I also have never come across another driver who didn’t tip, id like to say I probably would be surprised if one didn’t


----------



## Uber's Guber (Oct 22, 2017)

dfscerp said:


> Have you ever driven another Rideshare driver that didn't tip you?


Yeah, but Rideshare was actually his _"full-time career"_.... he couldn't afford to tip.


----------



## Brunch (Nov 4, 2016)

Yup, there was a family and both adults drove part time. They said that it was a requirement since everything was so expensive in California. They managed to tell me all of that on a short two mile trip from Jack in the Box to their hotel.


----------



## MiamiUberGuy5 (Feb 20, 2019)

dfscerp said:


> Just wondering what you guys think of another Rideshare driver riding with you and not tipping you. I have made it a practice to always tip. Most Rideshare drivers will tell you that they also drive so for me on those rare occasions when they don't give a tip I'm kind of surprised. I've noticed that whenever I get passengers who are in the service industry they are more likely to tip then civilians.


Yes. An elderly gentleman that was trying to tell me to join his "insurance sales team" and he wanted my phone number.. Said he was a former driver. I half believed him but could have been a lie to get me to join his marketing scam

Also another driver was telling me how hard it was driving in Miami.. He did it part time. Didn't tip even though he knows this market is tough. What a piece of shtt


----------



## OldBay (Apr 1, 2019)

50 / 50


----------



## doyousensehumor (Apr 13, 2015)

Here I think it is one out of 3 that tip. 
Most of them only been driving for a couple of months. They almost always gloat how great the flexibility is or how much money they make.


----------



## sheonlydrivesdays (May 25, 2019)

I've driven at least four people who said they also drive for U/L and none of them tipped me. I found it so strange. I also drove a guy who told me he drives a taxi for a living - he didn't tip either.


----------



## W00dbutcher (Jan 14, 2019)

Every know driver has tipped me..... I also do the same, but I don't tell them till the end of the ride. Also suggest ways to improve the experience if they care to listen after the end of a trip.


----------



## rideshareMN (Jan 25, 2017)

the worst case I've had was a 77-mile trip with non-stop great convo from a fellow driver flying in to MSP from the Carolinas for his regular job...he said he would tip me $40 in the app since I was carrying him out of the service area (he seemed eternally grateful that I gave him a ride, he said the 3 previous drivers all refused when they saw where he was going) -- as it turned out, the worthless SOB stiffed me; which led me to believe that anyone from the Carolinas is a worthless liar


----------



## Illini (Mar 14, 2019)

Every pax who told me that they currently drive has tipped me, but I've had several pax who used to be drivers, or has a spouse that drives. For those, I get tips maybe 50% of the time.


----------



## mbd (Aug 27, 2018)

Gtown Driver said:


> Pretty sure that Lyft driver that asked me why my rating was so high didn't tip me. She was very nice, but no tip


All drivers have a 4.9 and 5
Pax with low ratings - eventually it becomes pax with just a name .. and no ratings shown .


----------



## Invisible (Jun 15, 2018)

The f/t U/L drivers have tipped me, as well as the former drivers. But some of the p/t drivers haven’t, and they have f/t jobs outside of R/S.


----------



## raisedoncereal (Jun 5, 2019)

The 3 times I recall of a r/s driver who identified themselves as such, none tipped.
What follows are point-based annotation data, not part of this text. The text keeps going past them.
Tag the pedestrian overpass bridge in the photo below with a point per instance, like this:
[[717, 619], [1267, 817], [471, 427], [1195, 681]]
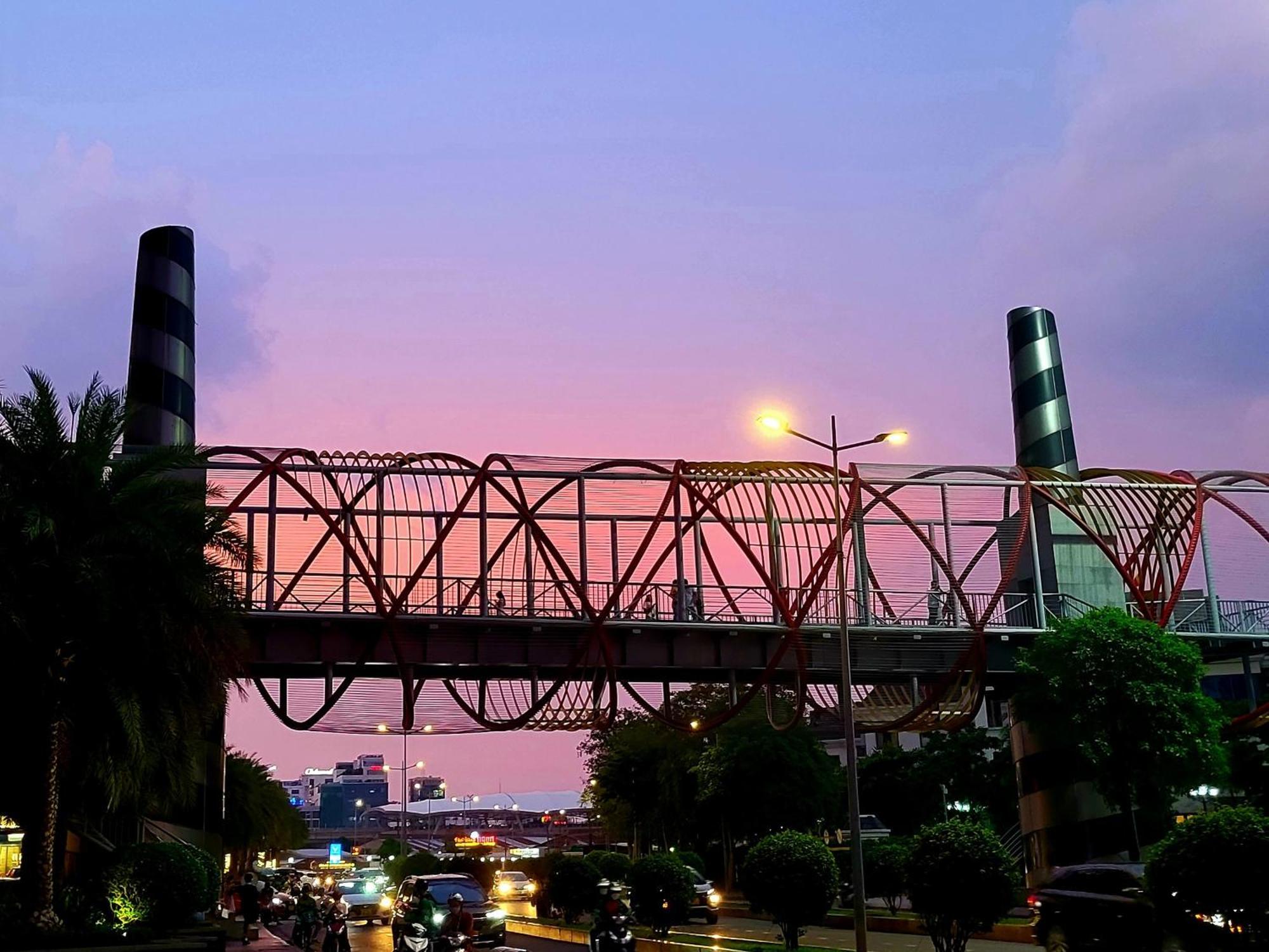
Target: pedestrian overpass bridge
[[424, 592]]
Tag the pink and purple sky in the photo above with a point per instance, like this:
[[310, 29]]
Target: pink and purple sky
[[617, 229]]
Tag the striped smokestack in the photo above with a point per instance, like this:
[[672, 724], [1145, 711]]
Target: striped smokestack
[[1042, 418], [162, 362]]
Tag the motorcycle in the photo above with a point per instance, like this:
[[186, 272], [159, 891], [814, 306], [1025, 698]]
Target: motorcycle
[[337, 929], [614, 936], [414, 938]]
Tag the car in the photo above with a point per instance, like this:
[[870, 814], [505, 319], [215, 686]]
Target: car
[[513, 884], [489, 916], [1106, 906], [364, 891], [707, 899]]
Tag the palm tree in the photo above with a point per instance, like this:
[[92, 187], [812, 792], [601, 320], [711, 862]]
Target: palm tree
[[117, 610], [258, 815]]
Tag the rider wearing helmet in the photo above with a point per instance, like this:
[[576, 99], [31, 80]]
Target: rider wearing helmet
[[459, 922]]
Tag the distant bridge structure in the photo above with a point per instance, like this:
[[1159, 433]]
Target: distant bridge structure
[[430, 593]]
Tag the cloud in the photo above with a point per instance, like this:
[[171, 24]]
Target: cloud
[[69, 233], [1150, 220]]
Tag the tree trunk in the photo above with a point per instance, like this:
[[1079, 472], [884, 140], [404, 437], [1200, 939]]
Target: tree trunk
[[1131, 819], [46, 851]]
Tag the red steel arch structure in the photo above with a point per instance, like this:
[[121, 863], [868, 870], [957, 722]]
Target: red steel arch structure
[[426, 592]]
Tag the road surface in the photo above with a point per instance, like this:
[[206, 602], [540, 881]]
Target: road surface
[[379, 938]]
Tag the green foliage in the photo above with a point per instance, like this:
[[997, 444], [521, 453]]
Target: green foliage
[[792, 876], [390, 845], [800, 782], [121, 621], [1216, 863], [1129, 693], [691, 858], [1249, 769], [414, 864], [662, 891], [905, 787], [161, 884], [960, 881], [573, 886], [644, 786], [886, 870], [258, 815], [612, 866]]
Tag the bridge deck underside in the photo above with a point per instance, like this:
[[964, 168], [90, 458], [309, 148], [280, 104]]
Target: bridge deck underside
[[549, 593]]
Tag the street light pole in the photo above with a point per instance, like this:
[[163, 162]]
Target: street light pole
[[847, 693], [848, 708]]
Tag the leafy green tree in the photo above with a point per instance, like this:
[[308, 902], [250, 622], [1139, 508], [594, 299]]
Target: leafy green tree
[[886, 870], [898, 787], [1216, 864], [258, 815], [416, 864], [794, 877], [662, 890], [641, 777], [120, 622], [800, 785], [573, 886], [960, 881], [1249, 771], [692, 858], [1129, 694], [615, 867]]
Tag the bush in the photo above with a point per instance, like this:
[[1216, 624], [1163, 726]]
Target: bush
[[413, 864], [794, 877], [688, 858], [886, 870], [162, 884], [960, 881], [1216, 864], [662, 891], [574, 886], [612, 866]]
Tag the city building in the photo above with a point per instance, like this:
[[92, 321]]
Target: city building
[[364, 778]]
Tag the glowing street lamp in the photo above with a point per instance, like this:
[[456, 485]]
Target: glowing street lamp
[[776, 423]]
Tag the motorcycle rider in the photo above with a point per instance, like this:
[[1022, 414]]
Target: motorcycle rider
[[306, 916], [337, 924], [611, 908], [459, 922]]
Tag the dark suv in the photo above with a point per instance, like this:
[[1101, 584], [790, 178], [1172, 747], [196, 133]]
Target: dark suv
[[1097, 905], [490, 920]]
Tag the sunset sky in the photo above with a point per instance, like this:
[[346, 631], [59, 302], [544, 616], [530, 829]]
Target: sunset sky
[[619, 229]]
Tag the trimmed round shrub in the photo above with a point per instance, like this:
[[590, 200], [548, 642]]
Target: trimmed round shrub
[[162, 884], [960, 881], [662, 891], [794, 877], [886, 870], [574, 886], [1216, 864], [615, 867]]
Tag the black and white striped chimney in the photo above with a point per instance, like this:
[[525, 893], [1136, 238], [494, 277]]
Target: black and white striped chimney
[[162, 361], [1042, 417]]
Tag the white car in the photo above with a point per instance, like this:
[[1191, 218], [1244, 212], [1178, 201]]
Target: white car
[[513, 884]]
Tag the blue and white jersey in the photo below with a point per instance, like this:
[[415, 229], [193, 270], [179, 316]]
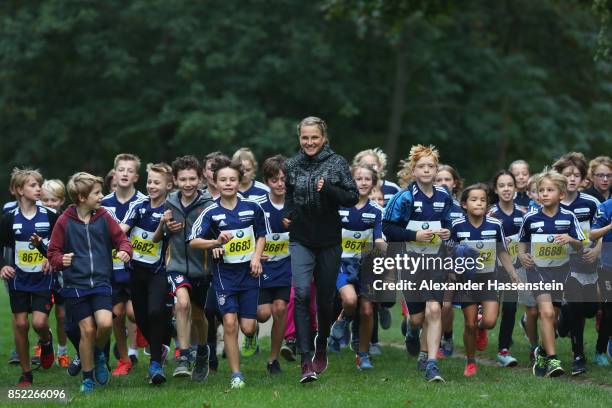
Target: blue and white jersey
[[512, 225], [277, 269], [27, 260], [360, 228], [118, 211], [389, 189], [488, 239], [143, 220], [456, 211], [539, 230], [246, 222], [603, 218], [257, 192], [584, 208], [414, 210]]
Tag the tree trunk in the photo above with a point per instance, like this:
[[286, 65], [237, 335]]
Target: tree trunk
[[398, 99]]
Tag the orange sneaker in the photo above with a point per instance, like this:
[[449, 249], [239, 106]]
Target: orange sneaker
[[63, 360], [123, 368], [470, 370], [36, 356]]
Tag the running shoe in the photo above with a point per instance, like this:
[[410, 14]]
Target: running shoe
[[156, 373], [505, 359], [363, 361], [470, 370]]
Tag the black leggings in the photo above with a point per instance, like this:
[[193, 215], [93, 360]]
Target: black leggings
[[149, 298]]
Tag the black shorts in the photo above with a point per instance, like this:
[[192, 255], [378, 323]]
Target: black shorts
[[121, 292], [28, 302], [605, 284], [58, 300], [416, 299], [197, 287], [472, 297], [269, 295], [79, 308]]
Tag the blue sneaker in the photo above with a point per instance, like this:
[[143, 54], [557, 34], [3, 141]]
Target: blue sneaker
[[412, 340], [87, 386], [156, 374], [601, 360], [363, 361], [447, 347], [338, 329], [540, 363], [101, 373], [432, 373], [333, 345]]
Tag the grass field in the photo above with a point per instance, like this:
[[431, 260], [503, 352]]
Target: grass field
[[394, 382]]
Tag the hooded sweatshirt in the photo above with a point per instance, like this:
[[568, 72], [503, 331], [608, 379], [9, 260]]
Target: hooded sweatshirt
[[179, 256], [315, 221]]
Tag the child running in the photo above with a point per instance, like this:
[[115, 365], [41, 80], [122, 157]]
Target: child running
[[361, 229], [28, 272], [486, 236], [420, 217], [511, 217], [549, 231], [235, 229], [148, 280], [80, 247]]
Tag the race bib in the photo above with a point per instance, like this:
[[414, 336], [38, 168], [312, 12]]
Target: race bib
[[277, 246], [431, 247], [354, 243], [241, 248], [27, 257], [512, 246], [546, 253], [487, 253], [145, 250]]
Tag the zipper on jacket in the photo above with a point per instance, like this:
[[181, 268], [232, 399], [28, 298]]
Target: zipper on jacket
[[90, 256]]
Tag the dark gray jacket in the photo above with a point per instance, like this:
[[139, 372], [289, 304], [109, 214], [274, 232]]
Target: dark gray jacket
[[179, 256], [315, 221]]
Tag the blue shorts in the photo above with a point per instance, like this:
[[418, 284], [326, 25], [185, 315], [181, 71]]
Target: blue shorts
[[349, 274], [79, 308], [243, 302]]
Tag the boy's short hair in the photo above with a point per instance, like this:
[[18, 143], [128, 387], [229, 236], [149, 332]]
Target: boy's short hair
[[81, 184], [555, 177], [20, 176], [519, 162], [162, 168], [56, 188], [244, 153], [272, 167], [367, 167], [127, 157], [599, 161], [187, 162], [419, 151], [572, 159]]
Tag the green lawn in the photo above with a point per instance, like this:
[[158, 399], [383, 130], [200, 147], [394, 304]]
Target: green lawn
[[393, 382]]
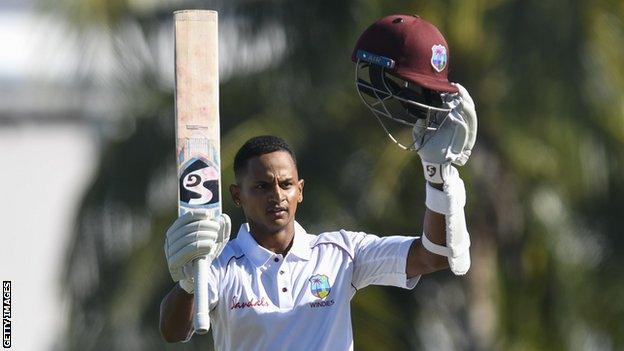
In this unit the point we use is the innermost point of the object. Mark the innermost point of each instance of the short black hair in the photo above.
(257, 146)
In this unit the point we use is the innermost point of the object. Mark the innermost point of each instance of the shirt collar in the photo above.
(259, 256)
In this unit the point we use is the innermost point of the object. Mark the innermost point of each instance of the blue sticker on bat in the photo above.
(375, 59)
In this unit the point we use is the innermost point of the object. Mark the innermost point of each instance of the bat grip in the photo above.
(201, 319)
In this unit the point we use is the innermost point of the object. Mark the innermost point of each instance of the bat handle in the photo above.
(201, 319)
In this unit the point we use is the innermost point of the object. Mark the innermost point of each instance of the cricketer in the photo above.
(278, 287)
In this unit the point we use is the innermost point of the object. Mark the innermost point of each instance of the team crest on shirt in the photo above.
(438, 57)
(319, 285)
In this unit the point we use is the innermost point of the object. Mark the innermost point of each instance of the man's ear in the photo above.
(300, 186)
(235, 193)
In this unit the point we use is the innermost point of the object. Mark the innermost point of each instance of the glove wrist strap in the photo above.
(435, 248)
(187, 285)
(438, 173)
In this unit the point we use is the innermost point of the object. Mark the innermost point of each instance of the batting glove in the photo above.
(194, 235)
(451, 139)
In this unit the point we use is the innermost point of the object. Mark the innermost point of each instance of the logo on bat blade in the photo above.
(431, 170)
(199, 184)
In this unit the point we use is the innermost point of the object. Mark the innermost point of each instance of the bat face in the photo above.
(197, 130)
(197, 111)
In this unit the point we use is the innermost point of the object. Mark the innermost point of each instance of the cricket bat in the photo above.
(197, 130)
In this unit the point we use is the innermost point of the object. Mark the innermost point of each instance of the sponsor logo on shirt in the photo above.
(253, 303)
(320, 287)
(321, 303)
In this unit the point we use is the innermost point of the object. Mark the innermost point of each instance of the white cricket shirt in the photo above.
(260, 300)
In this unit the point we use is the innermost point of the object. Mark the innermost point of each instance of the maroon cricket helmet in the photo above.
(418, 49)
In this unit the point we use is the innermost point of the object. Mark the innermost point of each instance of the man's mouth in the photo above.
(277, 210)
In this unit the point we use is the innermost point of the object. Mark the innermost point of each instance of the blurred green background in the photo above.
(544, 183)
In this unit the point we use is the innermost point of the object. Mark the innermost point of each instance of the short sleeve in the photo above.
(380, 261)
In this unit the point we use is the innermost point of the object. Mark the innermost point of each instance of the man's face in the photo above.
(269, 190)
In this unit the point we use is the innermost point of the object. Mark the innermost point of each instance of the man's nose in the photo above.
(276, 193)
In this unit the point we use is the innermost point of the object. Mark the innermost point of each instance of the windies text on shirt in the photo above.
(321, 303)
(253, 303)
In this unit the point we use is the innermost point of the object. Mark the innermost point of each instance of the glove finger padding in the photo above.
(194, 235)
(469, 114)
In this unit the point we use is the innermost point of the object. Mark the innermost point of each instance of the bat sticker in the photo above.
(199, 184)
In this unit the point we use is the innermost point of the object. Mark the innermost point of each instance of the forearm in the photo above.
(420, 260)
(176, 315)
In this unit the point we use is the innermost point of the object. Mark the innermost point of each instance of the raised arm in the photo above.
(445, 241)
(176, 315)
(192, 235)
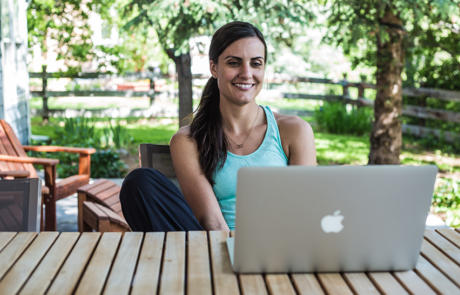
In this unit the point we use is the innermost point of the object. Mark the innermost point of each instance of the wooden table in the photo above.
(195, 263)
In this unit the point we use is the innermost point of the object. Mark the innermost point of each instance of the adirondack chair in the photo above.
(13, 157)
(99, 205)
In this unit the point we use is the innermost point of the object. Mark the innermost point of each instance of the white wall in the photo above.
(14, 80)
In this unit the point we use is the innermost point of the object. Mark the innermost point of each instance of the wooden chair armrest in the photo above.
(29, 160)
(53, 148)
(14, 173)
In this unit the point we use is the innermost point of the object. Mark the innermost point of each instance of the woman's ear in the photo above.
(213, 69)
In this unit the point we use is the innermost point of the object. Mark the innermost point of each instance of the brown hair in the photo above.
(206, 127)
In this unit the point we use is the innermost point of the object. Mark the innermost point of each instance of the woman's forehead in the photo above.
(250, 47)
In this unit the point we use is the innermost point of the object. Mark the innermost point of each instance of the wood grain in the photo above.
(123, 268)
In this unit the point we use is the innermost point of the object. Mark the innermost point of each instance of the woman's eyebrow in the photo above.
(239, 58)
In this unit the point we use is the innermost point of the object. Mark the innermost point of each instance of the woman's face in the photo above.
(240, 70)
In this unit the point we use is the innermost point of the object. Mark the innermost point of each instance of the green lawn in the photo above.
(332, 149)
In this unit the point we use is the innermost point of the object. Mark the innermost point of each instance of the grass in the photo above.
(332, 149)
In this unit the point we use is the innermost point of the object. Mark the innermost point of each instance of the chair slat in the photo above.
(123, 268)
(198, 270)
(69, 275)
(48, 268)
(96, 273)
(224, 279)
(173, 273)
(148, 268)
(23, 268)
(13, 250)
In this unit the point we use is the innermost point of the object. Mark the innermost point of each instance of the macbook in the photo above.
(330, 218)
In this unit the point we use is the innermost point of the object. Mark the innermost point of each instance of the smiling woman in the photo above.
(229, 131)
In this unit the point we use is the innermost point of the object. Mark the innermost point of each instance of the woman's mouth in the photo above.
(243, 86)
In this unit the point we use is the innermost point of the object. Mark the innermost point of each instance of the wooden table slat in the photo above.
(279, 284)
(445, 264)
(172, 279)
(48, 268)
(5, 237)
(22, 269)
(123, 268)
(307, 284)
(435, 278)
(252, 284)
(224, 279)
(387, 283)
(98, 268)
(333, 283)
(360, 283)
(13, 250)
(148, 268)
(69, 275)
(198, 264)
(447, 247)
(450, 234)
(413, 282)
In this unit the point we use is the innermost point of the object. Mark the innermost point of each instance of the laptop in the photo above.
(330, 218)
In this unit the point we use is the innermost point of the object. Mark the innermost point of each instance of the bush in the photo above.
(334, 117)
(82, 132)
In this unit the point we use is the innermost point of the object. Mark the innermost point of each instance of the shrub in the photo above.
(82, 132)
(334, 117)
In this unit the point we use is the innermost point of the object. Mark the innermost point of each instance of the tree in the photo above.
(176, 22)
(66, 23)
(385, 31)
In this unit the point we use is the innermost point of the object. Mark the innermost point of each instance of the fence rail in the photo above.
(409, 110)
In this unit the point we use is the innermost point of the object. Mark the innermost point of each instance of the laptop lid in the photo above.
(331, 218)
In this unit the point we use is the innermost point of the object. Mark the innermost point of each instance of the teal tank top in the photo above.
(269, 153)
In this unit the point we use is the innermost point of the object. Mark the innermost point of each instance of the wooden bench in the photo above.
(103, 214)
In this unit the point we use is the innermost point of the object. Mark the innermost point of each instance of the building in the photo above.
(14, 79)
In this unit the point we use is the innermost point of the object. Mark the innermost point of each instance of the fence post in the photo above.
(345, 92)
(360, 93)
(45, 111)
(152, 87)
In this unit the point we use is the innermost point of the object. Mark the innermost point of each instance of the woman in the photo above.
(229, 131)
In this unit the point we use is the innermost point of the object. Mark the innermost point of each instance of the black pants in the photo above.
(151, 202)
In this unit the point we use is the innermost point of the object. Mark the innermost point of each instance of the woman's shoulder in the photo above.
(289, 122)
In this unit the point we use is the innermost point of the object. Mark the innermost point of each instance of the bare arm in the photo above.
(196, 188)
(297, 139)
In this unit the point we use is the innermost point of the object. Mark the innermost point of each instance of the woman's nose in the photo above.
(245, 71)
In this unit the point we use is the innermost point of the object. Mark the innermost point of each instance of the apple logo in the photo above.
(332, 223)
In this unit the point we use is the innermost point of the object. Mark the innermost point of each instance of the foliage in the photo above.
(336, 117)
(446, 199)
(82, 132)
(63, 26)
Every time I take a Lyft/Uber, I tip.

I still remember picking up a Lyft driver from the Express Drive location, she insisted on handling her own large suitcase(going to the airport) not using the trunk, and in doing so, put a small scratch on my car, and didn't tip. What a ****ing *****


----------



## MHR (Jul 23, 2017)

dfscerp said:


> Just wondering what you guys think of another Rideshare driver riding with you and not tipping you. I have made it a practice to always tip. Most Rideshare drivers will tell you that they also drive so for me on those rare occasions when they don't give a tip I'm kind of surprised. I've noticed that whenever I get passengers who are in the service industry they are more likely to tip then civilians.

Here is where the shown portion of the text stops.